Air travel is often portrayed as desirable, though high environmental cost. In Sweden, however, a movement that advocates avoiding flying has gained influence since 2016, and has begun to change how travelers are portrayed in the Swedish media.
Going on holiday is the most common reason to fly globally. In Sweden, 80% of national aviation emissions caused by leisure and holiday travel. Our latest research studied how media articles, advertisements and images from popular newspapers and magazines reflect changing ideas and assumptions about holidays with flights in Swedish society.
To study changing opinions and representations of holiday flights, we analyzed these media articles and images from 1950 to 2019. We looked for common themes (such as the purpose of holidays) and identified how these themes were represented over time.

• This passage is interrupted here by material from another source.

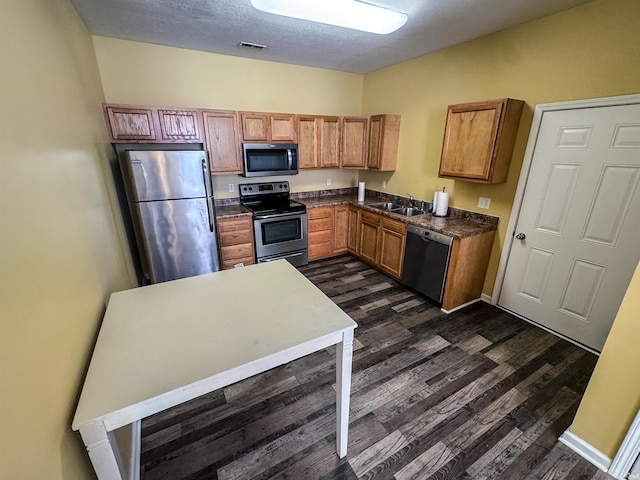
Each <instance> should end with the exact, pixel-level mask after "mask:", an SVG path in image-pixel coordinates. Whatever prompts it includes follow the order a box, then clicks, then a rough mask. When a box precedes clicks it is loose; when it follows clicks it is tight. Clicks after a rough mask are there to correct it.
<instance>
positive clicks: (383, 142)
mask: <svg viewBox="0 0 640 480" xmlns="http://www.w3.org/2000/svg"><path fill="white" fill-rule="evenodd" d="M399 137H400V115H373V116H371V118H370V119H369V153H368V160H367V167H368V168H371V169H375V170H380V171H393V170H395V169H396V164H397V161H398V140H399Z"/></svg>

For example, we found that the idea of a restorative vacation has been consistent over time, but the way to achieve it has changed in some travel media from flying to finding sunshine to seeking out experiences closer to home.
Our analysis documented how the Swedish media portrayed holiday flights in three phases (see picture below): from luxury aspirations (1950s-1990s, light blue line), to a normal part of a very mobile lifestyle (1990s-present, dark blue line), to to be increasingly linked to debates on climate change (2016 present, green line).
These changes are illustrated by the images below. For example, the SAS ad below shows how aviation was seen as an important and appreciated part of the holiday experience in the 1950s, where air travel was seen as comfortable and luxurious.
In the 1990s, holiday flying tended to be represented as a normal part of middle-class Swedish life and as an escape from everyday pressure, as illustrated in the ad below from the holiday company TUI.
Although positive representations of flying are still common, the Swedish public debate from 2016 shifted to highlighting alternative ways of traveling, which is illustrated in the cover image of train travel in the Swedish travel magazine Vagabond above. Newspaper articles began to discuss the idea of taking responsibility for the climate cost of flying and challenging the idea of aviation as socially desirable.
The media began to reflect a change in attitudes about flying to holiday destinations formulated by certain sections of society. The coverage of this new phase also reflects an increased concern about the importance of acting urgently to address the climate crisis. live according to their values; tar moral responsibility for climate damage; and enjoy climate-friendly travel.
Discussions about avoiding flying became much more popular from 2016 when celebrities, journalists, academics and activists began publicly promising to stop flying in Swedish news media. One of the first was the famous opera singer Malena Ernman (who is also the mother of activist Greta Thunberg). Others followed up their social media promises with the hashtag #IStayOnTheGround (#IStayOnTheGround).
Read more: Greta Thunberg emerged from five decades of environmental youth activism in Sweden
These promises marked the beginning of an intensified public debate in Sweden on the desirability and necessity of air travel, which spread internationally in the following years.
Some commentators mistakenly believe that this trend is driven by “flight shame”. But the change we identified in the Swedish travel media frames living without flying as positive, emphasizes all environmental benefits and feels good about staying on the ground.
Although aviation is still widely portrayed as desirable, changes in some media coverage show the impact of the flight-free movement and illustrate that different perspectives on what constitutes a good life during climate change have a certain impact.